You have to look at the PRC–DPRK relationship materially, not idealistically.
Under Chairman Mao, China sent hundreds of thousands of volunteers and stopped the imperialist destruction of DPRK. The DPRK exists today because of that intervention.
Since then, China has consistently acted as North Korea’s main economic and diplomatic backstop. It provides food, fuel, trade access, and blocks the worst attempts to strangle the DPRK through institutions like the United Nations Security Council. This is the real relationship: China prevents collapse, prevents regime change, and keeps a socialist buffer state alive on its border.
So why the condemnations and partial sanctions?
Because China operates inside a global system dominated by imperialism. It can’t act like a revolutionary state in 1950 anymore, it’s managing contradictions in a hostile world order. Publicly criticizing nuclear tests is damage control. It reassures surrounding states, reduces pressure on China itself, and limits excuses for more US missiles and troop deployments in East Asia. It’s diplomacy aimed outward, not a break with the DPRK.
From a dialectical standpoint, this is China balancing opposing forces: defending North Korea’s survival while avoiding direct confrontation with the imperialist bloc before conditions are ripe. China’s priorities are straightforward and material: no war on its border, no US-aligned Korea, no refugee catastrophe, and no regional destabilization that strengthens American military encirclement.
People get confused because they treat statements as policy. But Marxism teaches us to look at practice. In practice, China has never supported regime change, never cut off the DPRK, and never abandoned it economically. Condemnations are surface phenomena. The base reality is continued protection.
This isn’t betrayal. It’s socialist realpolitik under imperialist pressure.
China plays to the Western audience to maintain stability, buy time, and avoid escalation, while quietly ensuring the DPRK survives. That dual track is exactly what you’d expect from a state navigating uneven development and hostile global power relations.



You keep proving you don’t actually understand this subject. You misread, you overstate, you walk it back, and then pivot without addressing the core issue.
We already established you were wrong on literacy. You were comfortable declaring something “impossible” with zero methodological grounding.
Now you want to lean on Human Rights Watch and UN defector reports as if that settles it. HRW again is a privately funded New York NGO with no on-the-ground access in the DPRK. Its reporting relies overwhelmingly on defector testimony filtered through NGOs and institutions embedded in Western policy networks. It’s adversarial-source reporting shaped by a very specific geopolitical environment.

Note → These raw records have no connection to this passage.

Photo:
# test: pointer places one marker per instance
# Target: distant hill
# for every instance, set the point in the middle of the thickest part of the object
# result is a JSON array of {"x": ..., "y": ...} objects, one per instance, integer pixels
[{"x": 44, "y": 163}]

You might as well cite Radio Free Asia. Different logo, same alignment: institutions whose mandate or funding structure is tied to states openly hostile to the DPRK.
As for UN “reports,” most of them rely on the exact same defector pipelines. They are not independent mass surveys conducted inside the country. They are structured interviews with people who have already exited under specific political and economic incentives.
Let’s talk about those incentives.
Defectors to South Korea receive state resettlement packages, financial assistance, housing support, and integration programs. There is a media ecosystem in the South that rewards the most dramatic narratives with book deals, television appearances, NGO careers, and speaking circuits. South Korean intelligence agencies have historically screened and processed defectors. None of this automatically means “everyone is lying.” It does mean there are material incentives, institutional filters, and political framing at work.
When testimony is gathered outside the country, from a self-selecting group, processed through security services, NGOs, and Western institutions, and then presented as comprehensive evidence about 25 million people, that is not clean data. It is structurally biased evidence.
Meanwhile, anything produced inside the DPRK is dismissed out of hand as propaganda. So Western-aligned sources are presumed credible, socialist-state sources are presumed fraudulent. That asymmetry is doing all the heavy lifting in your argument.
“Hate the government, not the people” also sounds tidy until you realize the state in question survived total war, the destruction of nearly every major city, the killing of roughly 20% of its population, and decades of sanctions without collapsing internally. People lived in caves after U.S. bombing campaigns flattened urban infrastructure and flooded farmland by targeting dams.
Then came seventy years of sanctions, trade embargoes, financial isolation, technology bans, fuel restrictions, and constant military encirclement. This is long-term siege warfare in modern form.
You don’t get to wave that away as background context and then reduce everything to “the Kim family.”
If you strip out war, annihilation-level destruction, sanctions, isolation, and security compulsion and still insist governance style is the primary explanatory variable the only possible explanation is that you are supremely idiotic or are pushing western narratives on purpose.